Und dann sagte sie, daß sie seinetwegen gekommen sei. Mit einer großen, ernsten Bitte. Er sollte mit Papa und Mama sprechen. Ihr fehle der Mut dazu.

»Babette,« rief Paul. Es sah aus, wie wenn er nach ihr greifen wollte, aber er packte nur die nächste Stuhllehne.

»Ja,« sagte Babette. »Ich kann es zu Haus nicht mehr aushalten. Frühstück, Mittag, Abendbrot. Das ist die Abwechslung. Dienstag Fisch, Mittwoch Rostbeaf und Sonntags eine Gans. Auf Jahre hinaus weiß man's im voraus. Ich ersticke daran.«

92 »Und mich – wirklich mich,« sagte Paul.

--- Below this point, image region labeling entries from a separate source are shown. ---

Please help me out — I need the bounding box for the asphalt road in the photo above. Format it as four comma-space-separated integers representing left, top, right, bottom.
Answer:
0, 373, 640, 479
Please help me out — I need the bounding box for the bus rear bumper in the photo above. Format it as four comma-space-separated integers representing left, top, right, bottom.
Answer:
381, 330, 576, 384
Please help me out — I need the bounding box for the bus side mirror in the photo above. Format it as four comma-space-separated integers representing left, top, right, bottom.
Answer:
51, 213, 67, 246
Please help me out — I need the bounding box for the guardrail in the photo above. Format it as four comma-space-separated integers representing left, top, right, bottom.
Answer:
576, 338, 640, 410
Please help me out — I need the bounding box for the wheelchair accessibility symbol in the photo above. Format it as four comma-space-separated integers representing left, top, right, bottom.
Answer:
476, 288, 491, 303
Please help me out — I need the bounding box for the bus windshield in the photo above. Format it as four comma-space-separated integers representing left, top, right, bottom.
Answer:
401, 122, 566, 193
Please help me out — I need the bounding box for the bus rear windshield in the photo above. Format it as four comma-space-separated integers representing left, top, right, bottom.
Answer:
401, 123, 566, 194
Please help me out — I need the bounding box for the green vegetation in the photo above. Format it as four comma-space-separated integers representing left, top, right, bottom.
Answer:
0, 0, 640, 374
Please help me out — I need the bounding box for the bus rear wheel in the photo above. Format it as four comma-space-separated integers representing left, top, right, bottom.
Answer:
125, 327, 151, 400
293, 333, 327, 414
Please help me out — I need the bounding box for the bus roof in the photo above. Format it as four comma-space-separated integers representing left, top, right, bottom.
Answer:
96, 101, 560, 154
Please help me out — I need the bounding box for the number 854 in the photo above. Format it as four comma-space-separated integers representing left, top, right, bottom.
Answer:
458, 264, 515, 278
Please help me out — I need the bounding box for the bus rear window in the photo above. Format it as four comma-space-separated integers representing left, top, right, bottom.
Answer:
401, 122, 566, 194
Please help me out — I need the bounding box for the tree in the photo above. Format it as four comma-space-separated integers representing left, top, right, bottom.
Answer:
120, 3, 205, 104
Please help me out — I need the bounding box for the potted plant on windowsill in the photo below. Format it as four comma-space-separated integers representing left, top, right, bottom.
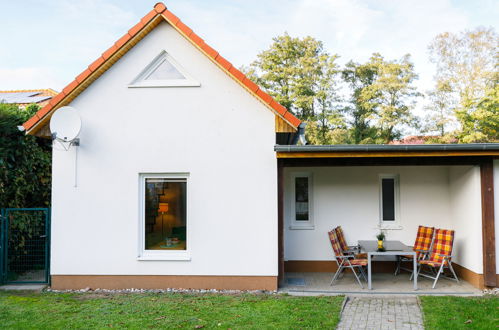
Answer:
376, 230, 385, 250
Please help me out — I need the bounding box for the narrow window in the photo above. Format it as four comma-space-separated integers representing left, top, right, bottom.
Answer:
379, 174, 400, 226
295, 177, 309, 221
288, 172, 314, 229
381, 178, 395, 221
145, 58, 185, 80
128, 50, 200, 88
143, 177, 188, 252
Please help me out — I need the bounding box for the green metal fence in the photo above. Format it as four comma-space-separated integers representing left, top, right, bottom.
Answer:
0, 208, 50, 283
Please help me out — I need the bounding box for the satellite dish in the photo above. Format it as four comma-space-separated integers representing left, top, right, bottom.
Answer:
50, 107, 81, 142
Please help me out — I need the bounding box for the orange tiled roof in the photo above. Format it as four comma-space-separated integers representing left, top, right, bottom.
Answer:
0, 88, 58, 96
23, 2, 301, 134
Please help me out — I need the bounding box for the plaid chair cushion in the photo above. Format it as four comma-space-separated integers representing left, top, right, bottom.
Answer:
328, 229, 343, 263
418, 260, 447, 268
427, 229, 454, 265
414, 226, 435, 251
334, 226, 348, 251
350, 259, 367, 266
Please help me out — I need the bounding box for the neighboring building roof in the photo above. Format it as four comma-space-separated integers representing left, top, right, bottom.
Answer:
274, 143, 499, 158
23, 2, 301, 134
390, 135, 458, 145
0, 88, 57, 104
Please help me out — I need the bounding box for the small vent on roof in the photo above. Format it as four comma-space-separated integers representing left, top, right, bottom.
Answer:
128, 50, 200, 87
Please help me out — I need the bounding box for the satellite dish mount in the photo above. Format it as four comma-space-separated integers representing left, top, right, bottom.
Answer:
49, 107, 81, 187
50, 107, 81, 151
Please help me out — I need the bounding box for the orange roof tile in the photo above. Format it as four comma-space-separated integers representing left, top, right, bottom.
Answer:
23, 2, 301, 134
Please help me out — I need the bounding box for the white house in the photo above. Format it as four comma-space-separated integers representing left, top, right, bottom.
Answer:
24, 3, 499, 290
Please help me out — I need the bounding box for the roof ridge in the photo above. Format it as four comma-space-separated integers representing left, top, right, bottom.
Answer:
23, 2, 301, 134
0, 88, 58, 94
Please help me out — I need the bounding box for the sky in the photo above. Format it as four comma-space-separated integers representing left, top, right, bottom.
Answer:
0, 0, 499, 97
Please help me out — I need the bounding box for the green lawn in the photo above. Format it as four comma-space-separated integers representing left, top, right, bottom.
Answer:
0, 292, 343, 329
420, 296, 499, 329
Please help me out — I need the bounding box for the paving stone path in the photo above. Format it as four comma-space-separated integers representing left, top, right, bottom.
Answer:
337, 297, 424, 330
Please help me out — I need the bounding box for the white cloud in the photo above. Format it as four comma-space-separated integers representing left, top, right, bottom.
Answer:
0, 67, 63, 91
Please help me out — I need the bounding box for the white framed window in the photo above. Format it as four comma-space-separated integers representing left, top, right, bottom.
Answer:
128, 50, 201, 88
379, 174, 401, 229
138, 173, 190, 260
290, 172, 314, 229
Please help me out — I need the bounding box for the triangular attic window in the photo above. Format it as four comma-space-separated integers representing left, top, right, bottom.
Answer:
129, 51, 200, 87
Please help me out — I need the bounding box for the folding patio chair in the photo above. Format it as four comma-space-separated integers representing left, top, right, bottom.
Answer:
333, 226, 358, 254
416, 229, 459, 289
328, 229, 367, 288
395, 226, 435, 280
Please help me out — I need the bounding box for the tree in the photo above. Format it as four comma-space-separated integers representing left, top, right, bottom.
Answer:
429, 27, 499, 143
423, 83, 457, 143
342, 53, 419, 144
242, 34, 344, 144
0, 103, 51, 208
458, 82, 499, 143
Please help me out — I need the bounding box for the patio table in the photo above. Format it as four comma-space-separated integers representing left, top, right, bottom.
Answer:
359, 240, 418, 290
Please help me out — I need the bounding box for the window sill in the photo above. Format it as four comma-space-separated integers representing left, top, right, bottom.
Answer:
127, 81, 201, 88
137, 252, 191, 261
289, 225, 315, 230
377, 224, 404, 230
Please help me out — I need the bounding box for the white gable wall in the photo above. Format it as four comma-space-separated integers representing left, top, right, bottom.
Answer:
51, 23, 277, 276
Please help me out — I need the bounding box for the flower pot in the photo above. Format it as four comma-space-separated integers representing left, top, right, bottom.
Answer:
378, 239, 383, 249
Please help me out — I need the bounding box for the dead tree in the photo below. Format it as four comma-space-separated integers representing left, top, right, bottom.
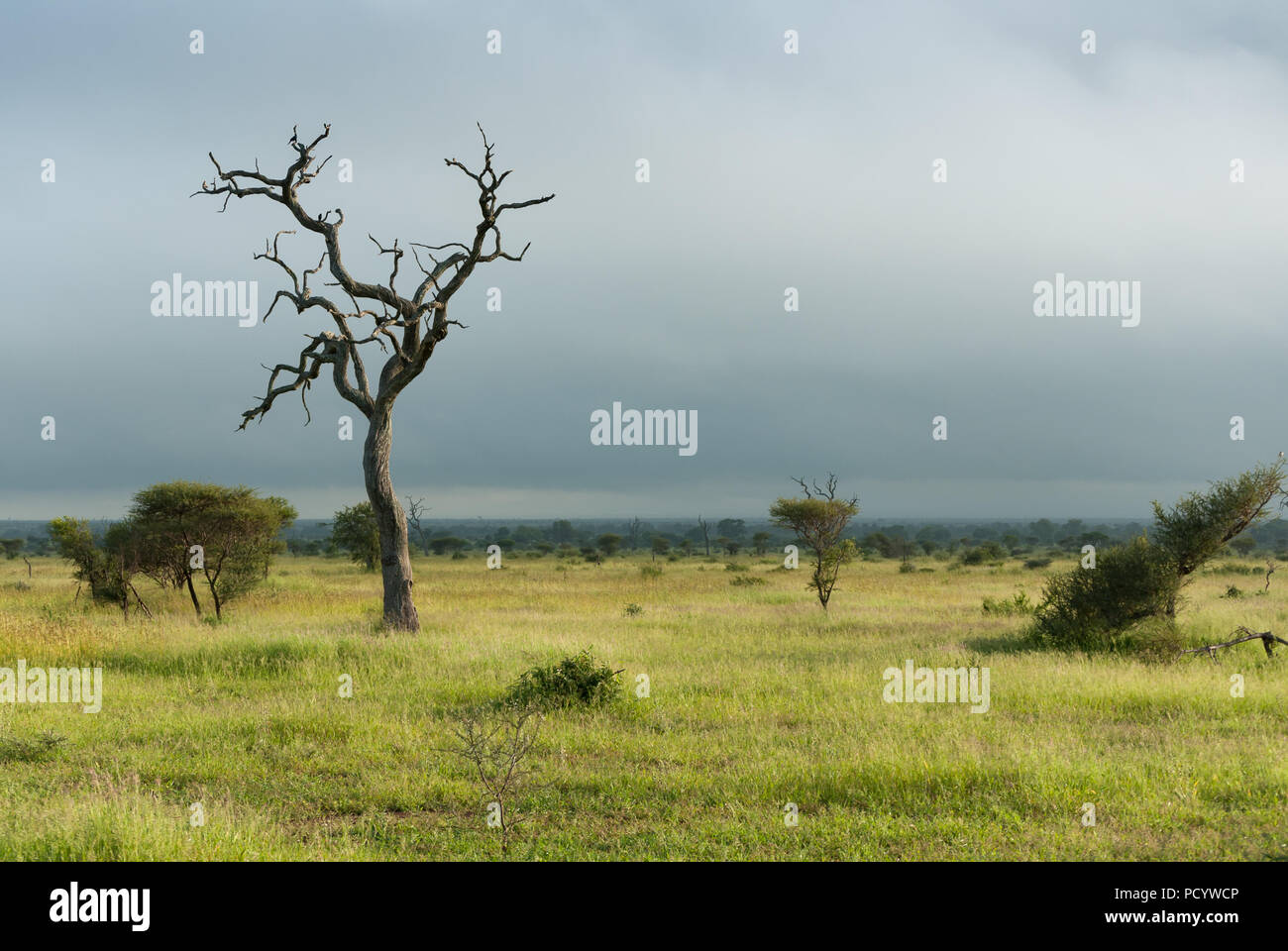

»Ja, du mußt es ihnen sagen. Denn heiraten werde ich niemals. Das weiß ich nun.«

»Ach so,« sagte Paul. Er gab die Stuhllehne frei – »aber was willst du denn?«

»Arbeiten. Da es Hermann nicht tut, will ich einmal Papas Fabrik übernehmen.«

Paul lächelte. Wie sie da vor ihm stand, schlank, blond und liebreizend, sie, der weibliche Chef einer Sargfabrik, er mußte lachen.

Babette wurde dunkelrot.

Sie sagte, daß es hier nichts zu lachen gäbe.

Seit Jahrhunderten sei sie unterdrückt worden. Das sei nun vorbei.

Paul sagte, daß man ihr die Jahrhunderte nicht ansähe.

»Hat man die Frau unterdrückt,« verbesserte sich Babette, »aber das sei jetzt zu Ende.«

Und nun bekam Paul viele der Gedanken und Empfindungen des geprügelten Ökonomen zu hören.

»Ich werde einmal das Ganze hier vergrößern und verbessern. Und mein Vermögen werde ich für die Gründung eines Waisenhauses stiften.«

Kleine Kinder hatte Babette nämlich unendlich gern.

Paul lächelte weiter und sagte, daß sie ganz gewaltig vorgehe. Eins, zwei, drei, springe sie übers ganze Leben.

Babette sagte, wenn er sie heute verspotte, werde sie ihn entlassen, sobald sie ein Wort mitzureden habe. Aber wenn er ihr beistände, wollte sie ihn fürs ganze Leben engagieren.

Paul sagte, daß dies Bestechung sei. Aber er sei nur ein Mensch. Er wolle ihr helfen.

93 Er fragte, was sie zuerst lernen wolle.

»Alles,« sagte Babette kurz.

Paul schlug vor, mit der Buchführung und der Maschinenschrift zu beginnen.

Babette nahm das Pelzhütchen ab, strich sich eine blonde Locke aus der Stirn, die das heftige Gespräch dort hinausgetrieben hatte, und setzte sich.

Paul holte ein großes neues Kontobuch und nahm neben ihr Platz. Er begann zu erklären, daß die doppelte, italienisch genannte Buchführung die übliche sei. Debet und Kredit.

Eifrig rückte Babette an Paul heran.

Je weiter die Frauen von den Männern fortstreben, je näher kommen sie ihnen.